In the Spurs' win over the Kings on Friday night, Parker sustained a grade 2 sprain to his left ankle, an injury that will cause him to miss around four weeks
The constantly injury-riddled San Antonio Spurs suffered yet another unfortunate blow to their core as a routine win over the hapless Sacramento Kings resulted in an ankle injury for star point Tony Parker. The ankle mishap, officially diagnosed as a grade 2 sprain, will cost Parker–according to super-coach Gregg Popovich–"a while", news that certainly isn't good for the team currently holding the best record in the NBA (47-14 after a win over the Pistons on Sunday).
For most teams, losing a key cog like Parker at this point in the season would spell a death-knell for playoff chances. However, the Spurs aren't like most teams, and are three games up on the 2nd-best Western Conference team (the Thunder) in addition to probably clinching a playoff spot in five or so games. Also, San Antonio is used to playing without its top players, going much of the 2012-13 campaign with fellow stars Tim Duncan and Manu Ginobili on the bench due to injuries of their own.
With that said, even one of the NBA's elite teams is certain to feel the effects of losing its offensive facilitator for up to a month. In the month of February alone, with much of the month spent with Ginobili and Duncan injured, Parker averaged 26.1 points and 8.3 assists per game while shooting 54 percent from the field. He picked up the slack as the only member of San Antonio's Big Three to be in the lineup day in and day out.
"He's been a stalwart for us," Popovich said after finding out about Parker's ankle sprain. "He's having an All-Star season. As I've said, he's playing better than any other point guard in the the league consistently through the year.

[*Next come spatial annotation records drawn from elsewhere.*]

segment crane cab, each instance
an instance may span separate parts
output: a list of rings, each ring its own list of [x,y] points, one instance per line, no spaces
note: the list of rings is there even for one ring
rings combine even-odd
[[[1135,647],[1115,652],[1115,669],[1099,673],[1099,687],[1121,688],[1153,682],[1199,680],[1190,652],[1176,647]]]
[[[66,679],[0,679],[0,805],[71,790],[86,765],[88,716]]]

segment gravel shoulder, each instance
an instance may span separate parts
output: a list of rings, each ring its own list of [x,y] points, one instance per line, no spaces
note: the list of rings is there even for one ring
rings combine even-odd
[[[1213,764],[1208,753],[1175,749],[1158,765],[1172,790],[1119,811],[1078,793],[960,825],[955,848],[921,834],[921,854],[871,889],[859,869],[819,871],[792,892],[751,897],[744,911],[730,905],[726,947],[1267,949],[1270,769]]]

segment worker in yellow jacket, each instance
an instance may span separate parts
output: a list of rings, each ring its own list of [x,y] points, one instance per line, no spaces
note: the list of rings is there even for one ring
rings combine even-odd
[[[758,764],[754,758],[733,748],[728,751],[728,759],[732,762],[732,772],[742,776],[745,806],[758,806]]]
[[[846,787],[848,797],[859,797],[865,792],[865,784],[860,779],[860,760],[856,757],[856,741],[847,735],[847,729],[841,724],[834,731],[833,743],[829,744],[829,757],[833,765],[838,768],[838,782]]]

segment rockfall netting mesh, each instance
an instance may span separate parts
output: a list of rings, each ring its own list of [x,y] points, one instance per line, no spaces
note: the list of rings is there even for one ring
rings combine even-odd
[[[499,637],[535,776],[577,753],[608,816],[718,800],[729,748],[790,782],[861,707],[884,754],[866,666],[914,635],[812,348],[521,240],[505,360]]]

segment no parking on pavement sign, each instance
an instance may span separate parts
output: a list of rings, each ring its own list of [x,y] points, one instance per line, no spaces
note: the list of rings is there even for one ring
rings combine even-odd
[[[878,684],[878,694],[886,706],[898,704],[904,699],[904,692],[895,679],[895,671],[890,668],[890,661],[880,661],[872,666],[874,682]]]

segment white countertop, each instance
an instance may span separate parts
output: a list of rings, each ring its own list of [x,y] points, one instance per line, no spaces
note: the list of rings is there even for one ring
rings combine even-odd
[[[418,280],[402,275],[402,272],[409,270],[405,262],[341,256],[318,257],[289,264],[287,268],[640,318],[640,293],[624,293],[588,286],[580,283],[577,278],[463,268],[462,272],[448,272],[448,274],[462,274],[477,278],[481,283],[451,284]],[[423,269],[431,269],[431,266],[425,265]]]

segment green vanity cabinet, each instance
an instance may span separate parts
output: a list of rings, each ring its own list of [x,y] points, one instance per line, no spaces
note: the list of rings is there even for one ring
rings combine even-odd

We will miss him."
The extra playing time that Parker would normally take will be shared by the Spurs' trio of backup point guards in Cory Joseph, Patty Mills, and Nando de Colo. Joseph has spent a bunch of time with the Austin Toros, the Spurs' D-League affiliate, and was even selected to the D-League All-Star team in February. Mills has the most experience of the three, and was Parker's main backup before the injury. The Australian Mills has already played 49 games this year for the Spurs, and has averaged 4.5 points and 10.2 minutes in those games. De Colo, who made a name for himself this summer as a member of the Argentinean national team–playing along with Ginobili, was signed this offseason by San Antonio as backcourt depth and has been decently effective in the 52 games he has played.
Granted, none of the guys I just talked about have anywhere close to as much explosiveness and pure talent as Parker does, but the Spurs don't necessarily need someone fitting that mold to serve as a short-term replacement for the Belgium-born point guard. With Popovich's system, a star at the 1 isn't necessary, just desired. Other players like Duncan (now healthy), Danny Green, Stephen Jackson, and Kawhi Leonard–just to name a few–can pick up the slack throughout March as Parker rehabs from his ankle sprain.
For most NBA teams, losing someone of Tony Parker's ilk for as long as a month is a unfortunate occurrence that could signal the end of a season's hopes. However, for the Spurs and coach Gregg Popovich, it's just a minor inconvenience.